In each of these cases, the person identified as a problem comes from either the late antebellum period or the postwar period, not the era Wilder was examining. On the one hand, this sort of makes sense: to quote Latin American historian Steve J. Stern, “Denunciations of individuals for failing to rise above their times is an exercise that misses the point; it simply condemns choice targets for lacking the trans-historical vision that escapes most of us.” In other words, to call for renaming every building associated with a slaveholder may seem altogether too much, because slaveholding was a fact of the eighteenth century for most, while condemning Wilson or Calhoun or Thomas is made easier because they were particularly racist even for their own times.

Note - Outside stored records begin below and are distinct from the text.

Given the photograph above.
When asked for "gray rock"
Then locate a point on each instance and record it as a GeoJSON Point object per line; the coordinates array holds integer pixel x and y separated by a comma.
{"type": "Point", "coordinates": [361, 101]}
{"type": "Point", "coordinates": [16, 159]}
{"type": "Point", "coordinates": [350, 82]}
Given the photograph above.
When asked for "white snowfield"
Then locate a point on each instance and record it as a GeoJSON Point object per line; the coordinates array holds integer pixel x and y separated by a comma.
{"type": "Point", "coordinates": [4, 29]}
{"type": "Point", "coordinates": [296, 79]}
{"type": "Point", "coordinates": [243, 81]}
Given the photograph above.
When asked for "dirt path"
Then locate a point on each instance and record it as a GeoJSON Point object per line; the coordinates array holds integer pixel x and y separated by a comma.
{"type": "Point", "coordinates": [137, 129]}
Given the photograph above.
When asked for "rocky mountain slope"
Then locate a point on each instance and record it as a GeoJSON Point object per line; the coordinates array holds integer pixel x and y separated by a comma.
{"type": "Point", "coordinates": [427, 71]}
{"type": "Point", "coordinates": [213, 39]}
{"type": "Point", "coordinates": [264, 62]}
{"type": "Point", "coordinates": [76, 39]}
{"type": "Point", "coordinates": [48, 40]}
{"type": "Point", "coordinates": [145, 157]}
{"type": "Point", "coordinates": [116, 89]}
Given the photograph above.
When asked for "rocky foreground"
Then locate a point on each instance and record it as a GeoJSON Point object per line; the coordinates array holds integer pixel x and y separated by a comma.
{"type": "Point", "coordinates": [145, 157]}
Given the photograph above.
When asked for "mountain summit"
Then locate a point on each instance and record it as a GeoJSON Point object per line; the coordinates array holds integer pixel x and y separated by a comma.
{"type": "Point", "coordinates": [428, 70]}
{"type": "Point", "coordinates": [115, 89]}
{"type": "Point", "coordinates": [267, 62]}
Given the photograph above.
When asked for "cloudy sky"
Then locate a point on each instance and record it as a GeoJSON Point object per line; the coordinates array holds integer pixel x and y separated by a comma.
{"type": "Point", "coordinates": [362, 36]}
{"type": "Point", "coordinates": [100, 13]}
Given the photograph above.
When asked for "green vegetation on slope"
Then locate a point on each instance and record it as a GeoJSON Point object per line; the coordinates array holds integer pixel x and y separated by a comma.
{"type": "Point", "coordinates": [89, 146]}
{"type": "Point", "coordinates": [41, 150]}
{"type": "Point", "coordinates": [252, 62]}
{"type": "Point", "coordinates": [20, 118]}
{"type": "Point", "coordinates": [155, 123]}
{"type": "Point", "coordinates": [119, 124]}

While I have mixed feelings about the politics of renaming of buildings and colleges that I won’t get into here, there is a larger problem at hand here that I see (and that Stern goes on to address, too, although he speaks specifically about the historical era he is studying): why are we focusing on the later generations and not more on those that Wilder is looking at? Dismissing the revolutionary and colonials eras with the comment that everyone was a slaveholder back in the 1700s prevents us from identifying the extreme problems– in this case, the heads of universities– just as saying that everyone in Thomas’s era was racist by our standards allowed her particularly vehement and base racism to pass relatively unnoticed for so long.

We can’t condemn individuals for lacking trans-historical vision. But we can condemn them for lacking humanity, particularly when they failed to live up to the standards of their own era. Why, then, are we remaining silent on the myriad of other problematic names and figures in and around our universities?


Stern’s quote is taken from the introduction to the second edition of his book Peru’s Indian Peoples and the Challenge of Spanish Conquest: Huamanga to 1640 (Madison, WI: University of Wisconsin Press, 1993) xliv. This section of his intro is available on Google Books, if anyone is curious: Stern — Peru’s Indian Peoples.